Schon bei der Bewerbung für ein Auslandssemester sollte man sich unbedingt über die Lebenshaltungskosten in potentiellen Gastländern informieren und mit den eigenen finanziellen Möglichkeiten abgleichen. Wenn die Bewerbung wie bei mir fast ein Jahr vor Beginn des Auslandsaufenthaltes ansteht, sind diese Überlegungen natürlich sehr hypothetisch und die möglichen Geldquellen unkonkret. Trotzdem gilt es hier, ganz ehrlich zu sich selbst zu sein: Werde ich die Kosten mit hoher Sicherheit aufbringen können oder wäre es so knapp, dass ich die Zeit nicht genießen könnte?
Spätestens nach der Zusage sollte dann aber das ernsthafte Vorsorgen beginnen, zum Beispiel durch mehr Arbeitsstunden im Nebenjob. Ich empfehle außerdem, so früh wie möglich einen Antrag auf Auslands-Bafög zu stellen, damit die Förderung gleich ab dem ersten Monat ausgezahlt wird und man keine Zeit überbrücken muss. Der nur für vier Monate gezahlte „Erasmus-Mobilitätskostenzuschuss“ muss (zumindest in Norwegen) leider als sehr kleiner Tropfen auf einen sehr heißen Stein betrachtet werden.
Welche Kosten kommen auf mich zu?
Bereits bei der Vorbereitung des Auslandssemesters können Kosten anfallen, die nicht zu verachten sind – und für vielleicht noch keine Fördergelder zur Verfügung stehen. Zum Beispiel für die Mietkaution (bei mir fast 700€), für eine Auslandskrankenversicherung (halbes Jahr ca. 230€), einen neuen Reiserucksack (200€) oder richtige Winterbekleidung (ca. 150€). Weiter geht es mit der Buchung der Anreise zum Studienort im Ausland und mit möglichen Anschaffungen gleich nach der Ankunft, etwa für den Haushalt oder das bestenfalls bereits möblierte Zimmer. Ich musste zum Beispiel am ersten Tag Teller, Besteck und Co. einkaufen gehen.
Meine monatlichen Kosten in Oslo belaufen sich inklusive Miete (445€), Smartphone (20€) und ÖPNV-Monatsticket (knapp 50€) sowie je nach Freizeit- und Konsumverhalten auf bis zu 1.200 Euro. Vor allem Kosmetik, Alkohol, Süßigkeiten, Fleisch, Tabak und Gastronomie sind sehr teuer. Outdoor-Aktivitäten hingegen erfreulich günstig. Es ist also eine sehr individuelle Frage nach Vorlieben und nach der Bereitschaft, an bestimmten Stellen während der Zeit im Ausland zu verzichten.

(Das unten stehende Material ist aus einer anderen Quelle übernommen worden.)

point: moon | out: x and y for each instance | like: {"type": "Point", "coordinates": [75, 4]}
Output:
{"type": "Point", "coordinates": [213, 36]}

Hier kommen ein paar Preisbeispiele aus meinem Alltag:
- Mensa-Gericht: je nach Gewicht zwischen 6 und 11 Euro
- billigstes Bier (0,5l) im Supermarkt: 2,50€
- Cappuccino im Café: 4,50€
- Zimtschnecke beim Bäcker: 3,50€
Welche Tricks gibt es im Alltag?
Mein wichtigster Tipp: Mit der permanenten Umrechnung von der Landeswährung in Euro aufhören. Es bringt nur Ärger. Besser ist es, über die inländischen Relationen nachzudenken und Preise zu vergleichen. Ansonten lohnt es sich, seine täglichen Ausgaben im Blick zu halten und wenn nötig anzupassen. Eine Möglichkeit besteht darin, alle Bezahlungen fix in eine Smartphone-App einzutragen und so den Überblick zu behalten, zum Beispiel jeweils für den Zeitraum von einer Woche. Ein andere Option, zu der ich mich aus Bequemlichkeit nicht durchringen konnte, ist das Bezahlen mit Bargeld statt mit Kreditkarte. So hat mein mit Sicherheit ein besseres Gefühl für die Menge und Geschwindigkeit an Zahlungen. Ansonsten sollte man sich auf jeden Fall bei den einheimischen Studenten nach Spartipps für Lebensmittel-Einkäufe erkundigen und natürlich die Touristen-Hotspots meiden.
Mein Fazit ist gleichzeitig eine Ermunterung: Nicht nur Krösus, sondern auch ein Schmalhans kann sich mit der richtigen Vorbereitung und Unterstützung wahrscheinlich ein Auslandssemester in Skandinavien leisten. Der Schritt lohnt sich, auch wenn man sich finanziell definitiv strecken muss!